Results from a recently published study \"Tailoring seed oil composition in the real world: optimising omega-3 long chain polyunsaturated fatty acid accumulation in transgenic Camelina sativa\" demonstrated that plants have the ability to yield oils rich in omega-3 that can be used in aquatic feeds.
Growing demand for omega-3 LC-PUFAs has placed considerable pressure on the wild “reduction” fisheries. Simultaneously, the global aquaculture industry has continued to expand. Collectively, these factors now challenge the assumption that farmed fish species such as salmon contain significant levels of the health beneficial omega-3 LC-PUFAs such as eicosapentaenoic acid (EPA; 20:5Δ) and docosahexanoic acid (DHA; 22:6Δ), and there is emerging evidence that farmed fish now contain significantly less of these fatty acids compared with ten years ago
The research group has previously demonstrated the possibility of using transgenic plants to make a de novo terrestrial source of omega-3 LC-PUFAs such EPA and DHA. They developed a transgenic oilseed platform around the boutique crop Camelina sativa (false flax). Camelina, a member of the Brassicacae, is an established oilseed crop grown in both Europe and North America, for a range of applications including food and feed use.
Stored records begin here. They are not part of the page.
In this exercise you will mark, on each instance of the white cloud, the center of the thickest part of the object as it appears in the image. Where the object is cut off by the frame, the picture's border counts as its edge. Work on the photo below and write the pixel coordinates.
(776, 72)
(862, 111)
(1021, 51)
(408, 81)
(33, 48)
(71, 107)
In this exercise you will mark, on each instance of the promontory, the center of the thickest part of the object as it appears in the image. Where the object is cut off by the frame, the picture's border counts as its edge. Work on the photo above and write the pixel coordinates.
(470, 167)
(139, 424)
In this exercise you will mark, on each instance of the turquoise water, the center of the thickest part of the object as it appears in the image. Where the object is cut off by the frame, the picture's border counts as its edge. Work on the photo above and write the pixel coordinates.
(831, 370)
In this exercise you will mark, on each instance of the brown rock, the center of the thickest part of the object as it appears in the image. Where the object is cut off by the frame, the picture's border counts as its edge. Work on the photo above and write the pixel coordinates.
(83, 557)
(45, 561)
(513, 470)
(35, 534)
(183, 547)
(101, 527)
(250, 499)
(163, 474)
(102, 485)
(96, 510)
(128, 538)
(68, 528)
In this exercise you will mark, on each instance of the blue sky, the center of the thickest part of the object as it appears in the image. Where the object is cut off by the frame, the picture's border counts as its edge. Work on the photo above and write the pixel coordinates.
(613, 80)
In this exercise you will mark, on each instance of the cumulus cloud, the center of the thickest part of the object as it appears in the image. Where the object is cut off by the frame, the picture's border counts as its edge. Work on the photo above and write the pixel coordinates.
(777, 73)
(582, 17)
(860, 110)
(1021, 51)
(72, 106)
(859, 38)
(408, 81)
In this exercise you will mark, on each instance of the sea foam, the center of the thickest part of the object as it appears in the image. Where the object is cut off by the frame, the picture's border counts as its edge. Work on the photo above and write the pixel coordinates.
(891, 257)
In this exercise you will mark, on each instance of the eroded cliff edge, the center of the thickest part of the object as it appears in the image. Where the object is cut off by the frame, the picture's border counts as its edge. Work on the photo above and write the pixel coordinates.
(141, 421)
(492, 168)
The group previously transitioned their proof-of-concept work in the model system Arabidopsis into this crop, and demonstrated that it is possible to direct the synthesis of EPA and DHA in Camelina seed oil to the same levels observed in bona fide fish oils. Subsequently, they have also shown the utility of these novel oils as aquafeed ingredient (as a replacement for fish oils).
In this study, the group further tailored the seed oil profile to reduce the omega-6 content, and evaluated the performance of such GM plants under field conditions (i.e. environmental releases), in terms of agronomic performance and also the lipidomic profile of seed oil. They used MALDI- mass spectrometry imaging to identify discrete tissue-types in the seed in which these non-native fatty acids preferentially accumulated.
The data provides new insights into the complexity of plant lipid metabolism and the challenges associated with predictive manipulation of these pathways.